A more mature attitude towards collective bargaining, more prudent use of strikes and greater flexibility for employers to manage their workforce according to demand would likely lead to a greater appetite for employment in South Africa, says legal services provider Shepstone & Wylie Attorneys employment law head Michael Maeso.
He stresses that a major challenge in South Africa is attempting to meet the expectations of the employed while increasing employment, pointing out that the country needs to achieve a better balance between protecting rights and setting minimum rates of pay, and the need to increase the number of jobs available.
“South Africa is viewed by many foreign investors as having very rigid employment laws that do not encourage start-up businesses that are labour intensive. The number of strikes in South Africa, and the violence associated with them, is also of serious concern to investors and employers.”
Maeso adds that, while South Africa is trying to ensure that the majority of labour disputes are arbitrated is laudable in principle, in practice it is difficult to provide the best result owing to understaffing.
He highlights that most international legislative frameworks are less prescriptive and allow for greater flexibility when dealing with employees, especially when restructuring companies. Several international jurisdictions require employees to be employed for a certain period before they acquire certain rights, he adds.
Meanwhile, in South Africa, recent amendments to labour laws have centred predominantly on trying to limit the use of labour brokers and temporary or fixed-term employment. Although trade unions have tried to ban the use of labour brokers entirely, a compromise has been reached, allowing for the use of such brokers in certain instances and for limited periods, Maeso notes.

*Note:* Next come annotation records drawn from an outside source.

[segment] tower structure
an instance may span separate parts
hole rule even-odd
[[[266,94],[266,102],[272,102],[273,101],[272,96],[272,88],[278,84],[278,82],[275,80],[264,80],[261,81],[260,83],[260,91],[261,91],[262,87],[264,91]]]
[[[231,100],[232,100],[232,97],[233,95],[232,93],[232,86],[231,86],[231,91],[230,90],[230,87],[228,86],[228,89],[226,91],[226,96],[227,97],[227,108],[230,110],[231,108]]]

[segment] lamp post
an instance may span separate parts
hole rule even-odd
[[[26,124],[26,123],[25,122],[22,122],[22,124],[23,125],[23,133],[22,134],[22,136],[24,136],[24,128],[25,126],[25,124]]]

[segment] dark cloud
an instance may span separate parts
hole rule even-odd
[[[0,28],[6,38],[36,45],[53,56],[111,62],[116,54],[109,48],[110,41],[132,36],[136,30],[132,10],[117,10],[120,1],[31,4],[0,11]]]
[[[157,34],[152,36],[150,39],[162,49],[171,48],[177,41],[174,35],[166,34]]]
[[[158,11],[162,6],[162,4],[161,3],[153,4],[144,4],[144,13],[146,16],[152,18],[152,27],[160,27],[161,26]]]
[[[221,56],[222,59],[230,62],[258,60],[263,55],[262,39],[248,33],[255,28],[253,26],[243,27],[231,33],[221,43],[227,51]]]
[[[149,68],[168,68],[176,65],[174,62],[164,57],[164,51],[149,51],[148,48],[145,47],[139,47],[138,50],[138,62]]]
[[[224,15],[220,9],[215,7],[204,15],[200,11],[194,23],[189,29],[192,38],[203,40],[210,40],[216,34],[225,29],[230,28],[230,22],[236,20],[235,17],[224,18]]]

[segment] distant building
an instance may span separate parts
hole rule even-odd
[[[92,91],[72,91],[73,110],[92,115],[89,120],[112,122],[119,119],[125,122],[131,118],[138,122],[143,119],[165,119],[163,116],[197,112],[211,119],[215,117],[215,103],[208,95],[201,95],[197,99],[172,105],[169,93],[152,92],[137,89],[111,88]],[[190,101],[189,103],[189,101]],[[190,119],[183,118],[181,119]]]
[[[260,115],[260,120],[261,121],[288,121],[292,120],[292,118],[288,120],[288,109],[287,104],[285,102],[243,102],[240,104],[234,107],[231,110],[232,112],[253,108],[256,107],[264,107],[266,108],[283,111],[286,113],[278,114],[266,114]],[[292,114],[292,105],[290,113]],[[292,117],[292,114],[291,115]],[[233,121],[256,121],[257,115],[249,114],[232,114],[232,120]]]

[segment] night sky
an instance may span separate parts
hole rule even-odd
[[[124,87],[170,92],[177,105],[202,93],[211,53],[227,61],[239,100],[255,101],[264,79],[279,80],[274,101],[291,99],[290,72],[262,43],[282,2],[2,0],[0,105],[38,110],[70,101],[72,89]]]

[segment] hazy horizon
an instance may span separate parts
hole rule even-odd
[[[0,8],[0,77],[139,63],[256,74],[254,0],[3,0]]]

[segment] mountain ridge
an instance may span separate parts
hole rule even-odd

Subsequently, the problem now is that the consequence of a breach of the amendments is still to be determined definitively, he says.
“The idea was that, in the event of a breach, the employee provided by the labour broker would become employed by the labour broker’s client, thus, limiting any abuse of the use of labour brokers. Unfortunately, however, the wording of the amendment has created much confusion.”
He highlights that the interpretation has also caused debate because the labour broker employs the employee and then contracts with the client for the employee to work for the client, thus producing a triangular relationship.
In a dispute involving the Road Freight Bargaining Council, the commissioner ruled that, when Section 198A is given its normal grammatical meaning, the client is the employer for the purposes of the Labour Relations Act (LRA) in terms of upholding the workplace rights of the employee. The section neither implies that an employee has been transferred to the client nor indicates that the previously triangular relationship, involving the temporary-service employees, has automatically dissolved, however.
The commissioner concluded that the wording in the section is clear and that the client is deemed to be the employer and, therefore, bears the responsibility to ensure that duties and obligations towards the employee in terms of the LRA are met.
“Unfortunately, when confronted with this problem, however, the Labour Court failed to deal with the matter definitively. As things stand, the client will also be the employer of a labour broking employee for the purposes of the LRA. Where this starts and ends remains anyone’s guess.”
Maeso notes that the amendments did move in the right direction when they allowed employment on a fixed-term contract or successive fixed-term contracts for longer than three months of employment when the nature of the work is of a limited, of definite duration or the employer can demonstrate another justifiable reason for fixing the term of the contract. This includes, for example, the employee replacing another employee who is temporarily absent from work.